Masiello’s not alone in his opinion that Amazon’s making a mistake.

Inviting Competition

“Amazon made a deal with the devil by letting this crap in from overseas,” stated Rick Wilson, chief executive officer of Miva, an ecommerce platform. “They invited the competition.”

Higher-end products will be insulated from the new storefront, but “it ultimately depends on the item.”

“Amazon continues to aggressively pursue overseas manufacturers and make it easier for them to become consumer brands themselves,” James Thomson, managing partner at Equity Value Advisors and a former Amazon executive, said. “In many categories, U.S.-based brands on Amazon are sourcing stuff overseas and now competing against their manufacturers. Amazon’s enabling them.”

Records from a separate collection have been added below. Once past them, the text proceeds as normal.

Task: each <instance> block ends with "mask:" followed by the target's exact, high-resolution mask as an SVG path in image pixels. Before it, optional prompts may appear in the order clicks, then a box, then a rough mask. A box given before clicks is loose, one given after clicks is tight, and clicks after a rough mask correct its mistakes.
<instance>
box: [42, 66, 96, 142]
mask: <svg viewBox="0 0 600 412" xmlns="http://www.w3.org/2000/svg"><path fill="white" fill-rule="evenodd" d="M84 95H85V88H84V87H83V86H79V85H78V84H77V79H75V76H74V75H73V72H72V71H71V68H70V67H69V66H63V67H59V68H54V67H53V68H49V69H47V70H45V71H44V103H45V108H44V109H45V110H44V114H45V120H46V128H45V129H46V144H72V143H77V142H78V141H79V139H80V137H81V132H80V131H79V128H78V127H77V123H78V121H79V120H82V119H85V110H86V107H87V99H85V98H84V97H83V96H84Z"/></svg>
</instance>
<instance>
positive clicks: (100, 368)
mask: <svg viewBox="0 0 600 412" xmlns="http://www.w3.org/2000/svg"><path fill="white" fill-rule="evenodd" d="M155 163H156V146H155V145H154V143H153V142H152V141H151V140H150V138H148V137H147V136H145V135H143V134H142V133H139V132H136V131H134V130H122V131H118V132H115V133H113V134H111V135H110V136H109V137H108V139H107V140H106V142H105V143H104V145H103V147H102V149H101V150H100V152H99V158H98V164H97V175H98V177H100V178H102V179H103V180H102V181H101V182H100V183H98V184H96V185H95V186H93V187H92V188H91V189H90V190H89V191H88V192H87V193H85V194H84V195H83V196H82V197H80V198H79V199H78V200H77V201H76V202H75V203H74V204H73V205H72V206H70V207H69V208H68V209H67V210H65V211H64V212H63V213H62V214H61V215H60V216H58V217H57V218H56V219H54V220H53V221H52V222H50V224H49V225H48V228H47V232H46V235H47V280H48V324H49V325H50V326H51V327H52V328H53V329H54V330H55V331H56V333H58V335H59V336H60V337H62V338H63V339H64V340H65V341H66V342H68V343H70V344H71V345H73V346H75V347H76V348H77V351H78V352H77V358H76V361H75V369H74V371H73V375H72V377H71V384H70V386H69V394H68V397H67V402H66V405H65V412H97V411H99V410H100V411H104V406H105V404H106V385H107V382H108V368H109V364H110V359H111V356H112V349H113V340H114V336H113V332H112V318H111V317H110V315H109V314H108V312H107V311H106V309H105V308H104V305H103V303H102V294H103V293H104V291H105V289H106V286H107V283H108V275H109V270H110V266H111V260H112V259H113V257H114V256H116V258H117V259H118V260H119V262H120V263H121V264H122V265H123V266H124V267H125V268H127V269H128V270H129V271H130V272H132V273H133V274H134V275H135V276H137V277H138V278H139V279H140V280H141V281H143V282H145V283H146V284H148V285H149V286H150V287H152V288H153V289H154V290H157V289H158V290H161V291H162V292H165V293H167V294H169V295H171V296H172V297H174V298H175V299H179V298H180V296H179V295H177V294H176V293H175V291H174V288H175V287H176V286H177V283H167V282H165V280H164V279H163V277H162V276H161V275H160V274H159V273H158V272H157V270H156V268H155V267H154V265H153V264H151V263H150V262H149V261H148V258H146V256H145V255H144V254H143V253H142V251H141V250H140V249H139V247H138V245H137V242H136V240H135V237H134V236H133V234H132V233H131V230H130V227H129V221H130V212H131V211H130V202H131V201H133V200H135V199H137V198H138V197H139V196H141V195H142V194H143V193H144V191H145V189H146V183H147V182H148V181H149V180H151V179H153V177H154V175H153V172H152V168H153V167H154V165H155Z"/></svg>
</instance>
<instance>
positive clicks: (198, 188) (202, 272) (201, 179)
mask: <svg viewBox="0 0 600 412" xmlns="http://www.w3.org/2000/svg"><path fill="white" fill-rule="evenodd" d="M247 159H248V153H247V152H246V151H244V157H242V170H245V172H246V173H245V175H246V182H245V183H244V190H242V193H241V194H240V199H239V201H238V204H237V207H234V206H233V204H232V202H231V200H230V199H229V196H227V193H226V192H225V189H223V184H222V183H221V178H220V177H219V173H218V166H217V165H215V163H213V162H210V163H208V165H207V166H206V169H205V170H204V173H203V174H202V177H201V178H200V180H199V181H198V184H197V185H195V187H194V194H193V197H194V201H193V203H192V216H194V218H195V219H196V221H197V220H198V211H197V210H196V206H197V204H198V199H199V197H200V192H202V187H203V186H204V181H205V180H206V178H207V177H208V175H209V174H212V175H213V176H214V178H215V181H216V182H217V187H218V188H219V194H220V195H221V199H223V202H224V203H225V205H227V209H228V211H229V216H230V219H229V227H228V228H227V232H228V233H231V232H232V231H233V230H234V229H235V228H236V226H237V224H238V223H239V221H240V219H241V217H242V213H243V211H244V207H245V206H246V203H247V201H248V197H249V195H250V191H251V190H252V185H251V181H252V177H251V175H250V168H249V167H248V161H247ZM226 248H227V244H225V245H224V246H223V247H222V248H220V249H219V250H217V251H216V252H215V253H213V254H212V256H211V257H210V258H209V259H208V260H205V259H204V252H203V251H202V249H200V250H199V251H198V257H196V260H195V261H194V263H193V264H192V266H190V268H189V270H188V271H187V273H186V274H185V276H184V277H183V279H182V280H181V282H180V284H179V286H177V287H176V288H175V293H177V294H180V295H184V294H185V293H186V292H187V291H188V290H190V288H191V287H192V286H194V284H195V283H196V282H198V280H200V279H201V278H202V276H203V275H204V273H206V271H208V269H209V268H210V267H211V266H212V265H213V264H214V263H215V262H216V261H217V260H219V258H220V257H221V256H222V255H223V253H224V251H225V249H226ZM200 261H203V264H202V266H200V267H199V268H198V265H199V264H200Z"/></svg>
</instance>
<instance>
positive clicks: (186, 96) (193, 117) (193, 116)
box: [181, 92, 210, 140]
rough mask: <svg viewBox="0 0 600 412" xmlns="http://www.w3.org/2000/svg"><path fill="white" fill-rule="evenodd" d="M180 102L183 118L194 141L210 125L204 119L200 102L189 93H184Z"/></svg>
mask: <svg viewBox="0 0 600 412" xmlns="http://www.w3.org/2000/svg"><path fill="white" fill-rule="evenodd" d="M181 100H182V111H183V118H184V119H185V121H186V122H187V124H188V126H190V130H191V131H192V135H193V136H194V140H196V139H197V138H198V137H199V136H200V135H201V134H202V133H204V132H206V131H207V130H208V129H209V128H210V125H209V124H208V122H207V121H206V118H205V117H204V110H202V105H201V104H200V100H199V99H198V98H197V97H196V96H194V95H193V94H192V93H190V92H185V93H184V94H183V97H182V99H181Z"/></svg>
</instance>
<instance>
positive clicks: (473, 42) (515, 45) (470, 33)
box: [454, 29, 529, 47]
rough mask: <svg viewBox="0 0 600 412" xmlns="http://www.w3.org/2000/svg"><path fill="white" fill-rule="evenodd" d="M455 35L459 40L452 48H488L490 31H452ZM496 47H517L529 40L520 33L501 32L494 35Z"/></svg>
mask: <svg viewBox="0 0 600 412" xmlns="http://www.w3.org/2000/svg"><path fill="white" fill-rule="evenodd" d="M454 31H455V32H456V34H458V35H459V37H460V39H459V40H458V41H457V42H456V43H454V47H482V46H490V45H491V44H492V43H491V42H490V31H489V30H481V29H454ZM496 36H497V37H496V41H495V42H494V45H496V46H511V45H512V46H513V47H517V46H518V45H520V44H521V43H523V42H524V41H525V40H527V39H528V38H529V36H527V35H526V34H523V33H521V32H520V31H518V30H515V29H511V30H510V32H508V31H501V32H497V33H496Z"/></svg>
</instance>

“As Amazon goes after lower cost options, it’s harder for small brands in the United States to do well,” Thomson said.

Still, Thomson doesn’t see much of a problem for better sellers at higher price points.

“Lots of stuff on Temu and Schein is a spontaneous purchase,” Thomson said. “I don’t go to these types of sites thinking here’s what I need to refill my supplies at home.”

Thrasio, the ecommerce aggregator that recently emerged from bankruptcy, is focusing on quality and loyalty to avoid competing with Temu and Schein products.

Commoditized items, like kitchen utensils, will become even cheaper for consumers with direct-from-China offerings.

Thrasio's brand page

By focusing on quality, Thrasio hopes to avoid competing against inexpensive alternatives.

“There’s just no way to compete on some of those commodity products,” Stephanie Fox, Thrasio’s new chief executive officer, said in an interview. “Your margins are going to be 5%, which will never support a scaled business. Could solo entrepreneurs potentially compete against those products? Sure, but they won’t make a ton of money doing it.”

“Competing in those low-margin commodity products, which is exactly what Amazon is focusing on, it’s not going to be worth it,” Fox said.

Mark Daoust, the founder of Quiet Light, an ecommerce brokerage, compared the move to the launch of Amazon Basics.

“I saw a business that was killed by Amazon Basics,” Daoust said, citing one client who sold lower-priced office chairs. “Most sellers want to build a brand, a quality product, and focus on a uniqueness that no one can imitate. The client made economical chairs that were accessible to a lot of people. That was the whole value proposition.”

It wasn’t necessarily the best chair on the market, but it was economical and worked very well — until it didn’t. “Amazon Basics destroyed that company.”